Slowly, slowly he was losing his temper. I was so afraid of what might happen next. I wanted to rush in and stop what
was going on, for if he did raise his hand to strike her, I’d run to her defense. I’d never let him hit my mother.

Did she hear my silent pleas? She let go of him and slid down to the floor again. I was so confused to see them fighting, really going at it. And why was the name Foxworth Hall stirring up hidden fears I didn’t want to come out into the light? And who was this
her
Mom kept screaming about? And where had Daddy Paul been at this time?—at this too distant time when Mom had not yet met his younger brother?—or so they’d told me. Did parents tell lies?

Foxworth Hall, why did that have such a familiar ring?

Once more he went down on his knees beside her, and this time with great tenderness he took her in his arms and she didn’t fight him off. His quick kisses rained on her pale face, his lips trying to smother her words which kept coming anyway. “Chris, how can you keep on loving me when I’m such a bitch? How can you keep on understanding why I’m ugly so often? I know I’m as much a bitch as
she
is, only I would give my life to undo the harm she’s done us.”

Without a word he locked eyes with her until their breathing began to come in short pants. Between them that passion that was always just below the surface ignited, caught fire, and something electric tingled my skin too.

Lest I see too much, I silently crawled back to my room with the embarrassing vision of them rolling about on the floor still on my mind. Over and over again, turning, clutching at each other, both wild—and the last thing I heard was a zipper being pulled. His or hers, I didn’t know. Though I wondered about it. Did a woman ever pull down a man’s fly zipper of her own free will—even a wife?

I ran into the garden. In the dark, near the great white wall, near a pale, nude statue of marble, I fell down on the ground and cried. Rodin’s statue “The Kiss” was the first thing I saw when I looked up.
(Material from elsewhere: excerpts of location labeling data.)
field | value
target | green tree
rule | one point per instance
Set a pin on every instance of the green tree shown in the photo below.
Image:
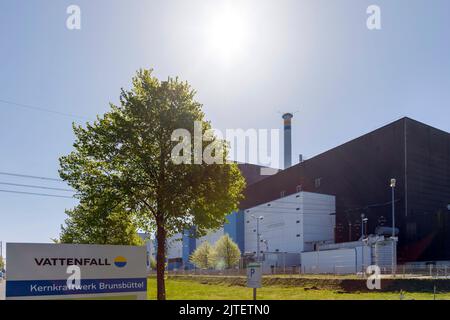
(203, 256)
(125, 158)
(152, 263)
(226, 253)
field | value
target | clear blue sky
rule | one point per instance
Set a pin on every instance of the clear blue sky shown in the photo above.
(313, 55)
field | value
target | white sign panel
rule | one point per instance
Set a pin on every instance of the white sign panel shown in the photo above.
(254, 274)
(40, 271)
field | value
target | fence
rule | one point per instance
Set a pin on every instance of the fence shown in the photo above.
(402, 271)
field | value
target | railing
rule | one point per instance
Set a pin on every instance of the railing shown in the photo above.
(401, 271)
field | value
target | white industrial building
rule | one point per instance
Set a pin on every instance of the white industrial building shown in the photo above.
(291, 224)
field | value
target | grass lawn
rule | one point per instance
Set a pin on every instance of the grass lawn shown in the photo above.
(185, 289)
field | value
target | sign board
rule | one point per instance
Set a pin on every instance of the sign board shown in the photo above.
(40, 271)
(254, 274)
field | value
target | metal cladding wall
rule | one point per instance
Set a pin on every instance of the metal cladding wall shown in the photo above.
(291, 224)
(358, 174)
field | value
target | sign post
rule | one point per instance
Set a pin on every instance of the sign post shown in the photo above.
(75, 271)
(254, 275)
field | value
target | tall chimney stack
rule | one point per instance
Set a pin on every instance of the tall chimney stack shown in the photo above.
(287, 140)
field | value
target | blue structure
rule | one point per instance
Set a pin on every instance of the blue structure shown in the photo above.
(189, 245)
(235, 228)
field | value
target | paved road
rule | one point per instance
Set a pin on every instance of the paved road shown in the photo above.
(2, 289)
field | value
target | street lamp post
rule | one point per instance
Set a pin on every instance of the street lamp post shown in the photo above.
(392, 185)
(363, 220)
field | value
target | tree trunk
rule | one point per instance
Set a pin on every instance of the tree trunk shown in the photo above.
(161, 261)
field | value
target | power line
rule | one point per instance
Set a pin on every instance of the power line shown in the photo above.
(29, 176)
(37, 194)
(27, 106)
(34, 186)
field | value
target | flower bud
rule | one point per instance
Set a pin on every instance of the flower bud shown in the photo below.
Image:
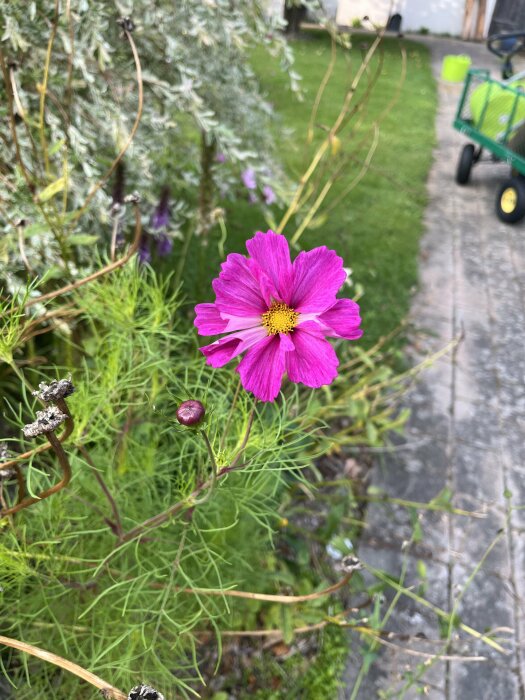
(190, 413)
Just a copy, but it told me a whole lot about adults and their feelings.

I’d been a child believing my parents’ integrity was flawless, their love a brilliant, smooth ribbon of unbroken satin. Now it was tattered, stained, and no longer shining. Had they argued many times and I just hadn’t heard? I tried to remember. It seemed to me that they’d never had such a terrible argument before, only brief conflicts that had been resolved.
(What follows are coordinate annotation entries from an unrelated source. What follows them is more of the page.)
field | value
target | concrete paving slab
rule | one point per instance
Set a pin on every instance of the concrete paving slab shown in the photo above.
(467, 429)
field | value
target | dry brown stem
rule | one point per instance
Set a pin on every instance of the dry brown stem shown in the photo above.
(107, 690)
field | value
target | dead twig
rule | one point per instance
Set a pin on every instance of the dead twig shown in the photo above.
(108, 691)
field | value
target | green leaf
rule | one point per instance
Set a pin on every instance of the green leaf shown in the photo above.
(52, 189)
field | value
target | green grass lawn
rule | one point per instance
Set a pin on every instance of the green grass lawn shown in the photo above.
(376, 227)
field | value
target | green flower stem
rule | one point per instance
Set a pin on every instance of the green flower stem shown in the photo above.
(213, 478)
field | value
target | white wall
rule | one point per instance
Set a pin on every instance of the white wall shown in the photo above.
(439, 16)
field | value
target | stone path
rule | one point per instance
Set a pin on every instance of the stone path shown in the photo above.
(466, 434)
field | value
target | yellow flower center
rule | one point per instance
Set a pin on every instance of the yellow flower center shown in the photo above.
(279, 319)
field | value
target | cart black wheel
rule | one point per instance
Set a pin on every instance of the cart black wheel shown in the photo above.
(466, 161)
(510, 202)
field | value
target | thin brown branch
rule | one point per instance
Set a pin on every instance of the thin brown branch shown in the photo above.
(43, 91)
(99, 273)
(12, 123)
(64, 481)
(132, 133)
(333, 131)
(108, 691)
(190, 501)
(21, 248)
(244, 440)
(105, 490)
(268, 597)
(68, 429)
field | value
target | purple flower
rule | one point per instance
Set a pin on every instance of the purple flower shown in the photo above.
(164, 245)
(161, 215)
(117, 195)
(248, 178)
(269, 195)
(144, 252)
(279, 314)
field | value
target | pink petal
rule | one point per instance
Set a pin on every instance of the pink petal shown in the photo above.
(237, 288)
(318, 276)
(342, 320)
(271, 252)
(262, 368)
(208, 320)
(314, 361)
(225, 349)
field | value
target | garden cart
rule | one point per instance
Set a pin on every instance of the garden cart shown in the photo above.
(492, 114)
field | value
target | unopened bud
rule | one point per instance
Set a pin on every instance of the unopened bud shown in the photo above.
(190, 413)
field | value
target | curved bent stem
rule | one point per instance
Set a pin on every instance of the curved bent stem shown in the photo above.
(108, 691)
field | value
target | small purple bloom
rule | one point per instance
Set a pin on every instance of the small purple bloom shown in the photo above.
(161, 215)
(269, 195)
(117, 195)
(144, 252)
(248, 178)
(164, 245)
Too old to cry, I told myself. Though fourteen was almost a man’s age. Already I was sprouting a few hairs above my lips and other places. Sniffling, choking my sobs back, I ran to the white wall and climbed the oak tree. Once there on the wall I sat in my favorite place and stared off at the huge white mansion, which looked ghostly in the moonlight. I thought and I thought about Bart and who was his father. Why hadn’t he been named after Daddy Paul? Surely a son should have his father’s name. Why Bart instead of Paul?

As I watched, as I wondered, fog from the sea began to roll in, curling back upon itself, enfolding the mansion until I couldn’t see it. All about me spread the thick gray mist. Eerie, frightening, mysterious.

From the grounds next door came strange muffled noises. Was that someone crying over there? Great wracking sobs that were punctuated by moans and short prayers that asked for forgiveness.

Oh, God! Was that pitiful old woman crying just like my mother had cried? What had
she
done? Did everyone have some shameful past to conceal? Would I be like them when I grew up?

“Christopher,” I heard her sob. Startled, I jerked and tried to find where she was. How did she know my dad’s name? Or did she have a Christopher of her own?

I knew one thing. Something dark and threatening had come into our lives. Bart was acting stranger than usual. Something or someone had to be influencing him in subtle ways I couldn’t quite put my finger on. Whatever was changing Bart didn’t have anything to do with Mom and Dad. If I
couldn’t understand them, Bart wouldn’t have a chance. But whatever it was between my parents, and whatever was going on with Bart, I felt I had the weight of the world on my shoulders, and they weren’t that strong yet.